Y ahí tuvimos las romerías en el solarón de las vías, con sus poco soportables ruidos y los vecinos a quedar sin descanso. Como estos nuevos afectados por el ruido no estaban advertidos de lo que es tener a su vera la insoportable matraca de unos cacharritos o una orquesta pachanguera, convenientemente amplificada hasta el paroxismo, protestaron y llamaron a los guardias que, comprensivos, se acercaron al tenderete para obligar a los ruidosos a bajar el diapasón. La respuesta a esta actuación es de una cara dura que impresiona: se molestaron los organizadores del desaguisado porque les obliguen a bajar el diapasón, so capa del argumento de que protesta una minoría de vecinos, frente a una mayoría que pretende divertirse. ¡Sopla! ¿Y el inalienable derecho al descanso? Martínez Salvador, el figura al que parece haberle tocado en una rifa el papel de concejal de la cosa, despacha a los vecinos agraviados viniendo a decirles que aguanten que total son sólo cuatro días. Tamaña falta de sensibilidad y, probablemente a la legalidad vigente, dice mucho de la frivolidad y falta de sensibilidad de quien no merece la responsabilidad que detenta. Algún vecino o grupo de ellos acabarán poniendo un pleito y los tribunales, aunque tarde y mal, acabarán con el abuso y entonces ya no habrá argumento que valga sobre el derecho al descanso de una supuesta minoría y las ganas de borrachera y jarana de una controvertida y mucho más supuesta mayoría. De lo que no cabe duda, en fin, es que poner una orquestina y una barraca chigrera en pleno centro de la ciudad no es ninguna originalidad ni sirve de atracción turística. Como mucho, un mal entendido populismo que, a buen seguro, se volverá en contra de los pavisosos y un poco chiflados organizadores de los festejos.

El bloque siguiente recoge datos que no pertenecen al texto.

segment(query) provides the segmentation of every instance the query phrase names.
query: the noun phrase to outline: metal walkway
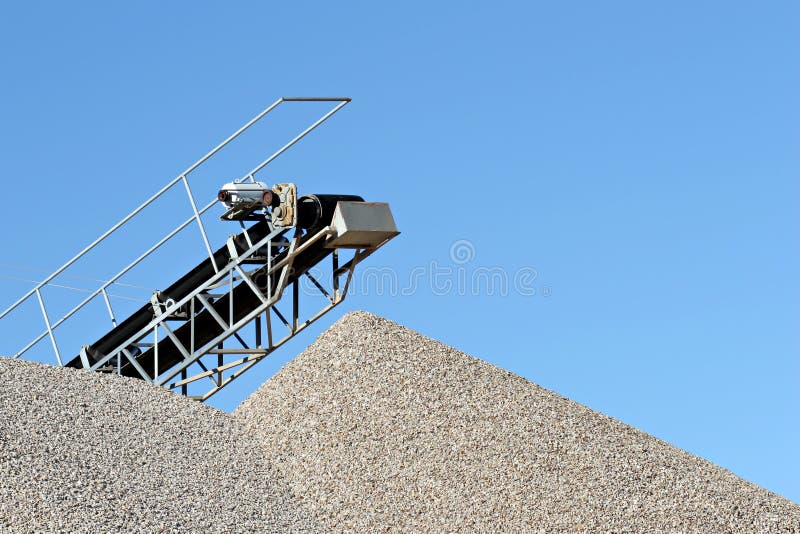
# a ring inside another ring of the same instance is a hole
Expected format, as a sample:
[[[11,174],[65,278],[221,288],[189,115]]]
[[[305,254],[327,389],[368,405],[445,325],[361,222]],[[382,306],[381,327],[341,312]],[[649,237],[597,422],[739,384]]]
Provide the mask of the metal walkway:
[[[292,206],[298,214],[294,224],[280,226],[269,218],[262,218],[249,227],[242,222],[241,233],[212,251],[201,215],[216,200],[198,209],[188,181],[191,172],[280,104],[308,101],[332,102],[335,106],[247,172],[243,176],[245,180],[255,181],[256,173],[336,113],[349,99],[277,100],[3,311],[0,320],[26,301],[36,299],[44,322],[42,334],[23,346],[14,357],[23,357],[49,337],[59,365],[141,378],[206,400],[340,304],[347,295],[356,265],[398,234],[387,204],[363,202],[361,197],[353,195],[307,195]],[[52,320],[42,289],[179,182],[186,190],[191,216],[78,306]],[[208,257],[166,289],[155,292],[149,304],[117,323],[108,287],[192,222],[200,228]],[[312,268],[315,268],[314,274]],[[300,291],[301,279],[310,282],[324,297],[321,306],[320,299],[310,299]],[[290,293],[291,298],[285,298],[284,293]],[[97,299],[103,299],[113,328],[64,362],[56,336],[58,327]],[[283,311],[278,309],[278,304]],[[301,305],[304,311],[310,311],[304,320],[300,319]]]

Y, yéndonos a otros asuntos, hace ya unos cuantos años que un gobierno regional de la derecha en Asturias montó un chiringuito en Oviedo a un gijonés, Juan Bonifacio Lorenzo Benavente, consistente la sinecura en una filmoteca asturiana. Ahora, otro gobierno regional, tras años y años de disfrute, le retira el beneficio, tras veintitantos años de mamandurria, y, ya en edad de jubilación le despide. Pues menudo berrinche ha pillado el cesado Juan Bonifacio. Tras venir a autoproclamarse como una especie de único experto en historia del cine, se ha permitido hasta excitar las viejas rencillas entre la capital de la provincia y este pueblo nuestro pues, proclamó a los cuatro vientos, tras su defenestración había un contubernio: trasladar los fondos de la filmoteca regional desde Oviedo a Gijón, cosa que, al parecer, no estaba en el ánimo ni la imaginación de los responsables culturales del gobierno del Principado. La situación dio para escenas patéticas, como la protesta megáfono en mano del cesado en plena ovetense plaza de la Escandalera ni tan siquiera rodeado, el pobre, de un par de docenas de adláteres. Tal era el arraigo social de la institución que encabezó durante más tiempo del necesario. Cuando se pierde la razón, puede aparecer el delirio, cuestión que no es improbable en el caso que nos ocupa y, aparte de la conmiseración que produce, no puede dejarse que la cosa pase de rositas. Está bien que cada cual defienda lo que cree propio, pero de ahí a consentir la mendacidad y los infundios hay una traza que no se debe sobrepasar, salvo que superiores instancias indiquen que la cosa ha de ser tratada, más que como cuestión simplemente quijotesca, como patología médica digna de otro tipo de cuidados.